I couldn’t find this explicitly stated in the documentation:
I presume for pathway abundances, it allowed genes with identified functions to be assigned to > 1 pathway, and therefore the quantification is somewhat overlapping?
How could you take this into consideration with analysing results statistically? (I’d love to correlate differences in pathway abundance with a continuous metadata variable I have for the samples).
I used limma-trend on logCPM values calculated from the RPK values for analysing gene family abundance. Is this suitable, or would a different method be preferable
All help is much appreciated
Bumping this thread for attention
Apologies for missing this question before the bump.
You’re correct about genes potentially contributing to multiple reactions which themselves can contribute to multiple pathways. We typically don’t take any special steps to compensate for these phenomena, instead just sum-normalizing pathways to relative abundance (or CPM) units and then performing metadata associations with MaAsLin 2 or other microbiome-appropriate methods. Sum-normalizing has the effect of adjusting for sequencing depth, but also allows you to focus on relative coverage of pathways within and between samples.

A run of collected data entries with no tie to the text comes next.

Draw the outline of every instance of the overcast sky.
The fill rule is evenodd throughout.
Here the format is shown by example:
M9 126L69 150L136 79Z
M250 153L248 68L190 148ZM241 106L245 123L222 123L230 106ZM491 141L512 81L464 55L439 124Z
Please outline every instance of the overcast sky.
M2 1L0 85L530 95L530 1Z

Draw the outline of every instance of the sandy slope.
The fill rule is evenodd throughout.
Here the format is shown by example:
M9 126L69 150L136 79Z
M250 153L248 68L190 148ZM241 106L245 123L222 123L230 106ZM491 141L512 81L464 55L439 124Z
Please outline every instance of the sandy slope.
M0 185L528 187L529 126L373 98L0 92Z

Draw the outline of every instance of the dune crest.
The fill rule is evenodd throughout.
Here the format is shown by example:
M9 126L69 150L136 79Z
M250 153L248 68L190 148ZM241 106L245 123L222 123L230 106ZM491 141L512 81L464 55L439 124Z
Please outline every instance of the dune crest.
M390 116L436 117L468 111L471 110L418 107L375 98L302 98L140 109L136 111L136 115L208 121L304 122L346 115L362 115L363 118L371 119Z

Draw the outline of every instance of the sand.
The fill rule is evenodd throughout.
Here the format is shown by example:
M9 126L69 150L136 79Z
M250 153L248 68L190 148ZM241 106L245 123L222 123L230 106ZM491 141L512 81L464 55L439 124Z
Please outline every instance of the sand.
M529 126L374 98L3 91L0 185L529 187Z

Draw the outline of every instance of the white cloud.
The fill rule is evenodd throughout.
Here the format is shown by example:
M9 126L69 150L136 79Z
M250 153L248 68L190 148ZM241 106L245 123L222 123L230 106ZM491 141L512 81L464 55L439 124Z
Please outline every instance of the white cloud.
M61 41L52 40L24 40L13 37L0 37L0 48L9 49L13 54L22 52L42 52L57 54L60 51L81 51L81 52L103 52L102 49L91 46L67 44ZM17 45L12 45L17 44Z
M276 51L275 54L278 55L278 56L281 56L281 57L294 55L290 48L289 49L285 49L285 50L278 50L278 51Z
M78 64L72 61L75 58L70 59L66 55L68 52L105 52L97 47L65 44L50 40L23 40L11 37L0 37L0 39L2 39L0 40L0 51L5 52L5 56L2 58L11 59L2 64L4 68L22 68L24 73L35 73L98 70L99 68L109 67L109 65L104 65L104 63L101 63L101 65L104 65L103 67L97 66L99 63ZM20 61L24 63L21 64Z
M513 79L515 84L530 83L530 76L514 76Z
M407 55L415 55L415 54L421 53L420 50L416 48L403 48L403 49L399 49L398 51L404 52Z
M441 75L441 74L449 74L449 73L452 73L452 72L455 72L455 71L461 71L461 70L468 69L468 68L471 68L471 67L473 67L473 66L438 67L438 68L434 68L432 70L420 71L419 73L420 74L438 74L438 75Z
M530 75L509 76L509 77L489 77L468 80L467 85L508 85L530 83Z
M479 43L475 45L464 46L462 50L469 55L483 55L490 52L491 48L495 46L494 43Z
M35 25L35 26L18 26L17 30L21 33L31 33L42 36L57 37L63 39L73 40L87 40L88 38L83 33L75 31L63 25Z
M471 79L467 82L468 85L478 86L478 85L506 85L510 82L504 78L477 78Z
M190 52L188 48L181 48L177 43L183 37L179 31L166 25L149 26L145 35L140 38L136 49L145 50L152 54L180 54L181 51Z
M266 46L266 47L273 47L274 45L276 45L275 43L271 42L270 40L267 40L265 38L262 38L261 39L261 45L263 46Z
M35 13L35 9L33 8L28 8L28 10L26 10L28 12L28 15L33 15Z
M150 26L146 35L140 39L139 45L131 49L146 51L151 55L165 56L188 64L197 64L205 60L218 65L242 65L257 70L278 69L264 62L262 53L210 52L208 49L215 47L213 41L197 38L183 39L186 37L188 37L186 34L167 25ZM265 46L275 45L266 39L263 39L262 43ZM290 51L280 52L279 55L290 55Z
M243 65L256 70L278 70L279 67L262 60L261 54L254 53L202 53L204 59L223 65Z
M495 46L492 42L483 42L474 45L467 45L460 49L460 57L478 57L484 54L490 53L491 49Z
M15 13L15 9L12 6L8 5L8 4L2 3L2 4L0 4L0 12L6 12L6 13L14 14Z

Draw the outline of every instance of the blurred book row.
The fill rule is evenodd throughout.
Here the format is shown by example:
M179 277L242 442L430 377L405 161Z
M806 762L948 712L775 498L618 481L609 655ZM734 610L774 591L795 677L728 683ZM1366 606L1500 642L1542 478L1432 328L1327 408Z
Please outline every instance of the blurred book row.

An alternative approach would be to sum-normalize your genes to CPM units and then run them BACK through HUMAnN to directly compute pathway abundance in CPM units. This approach is a little bit “cleaner” in that it doesn’t count any reads twice when adjusting for compositionality, and may also better handle data sets with large differences in the fraction of read mass assigned to pathways.
Both approaches are valid and we typically use the former for simplicity. As long as you describe your choice clearly (and are aware of potential PROs/CONs) you should be in good shape.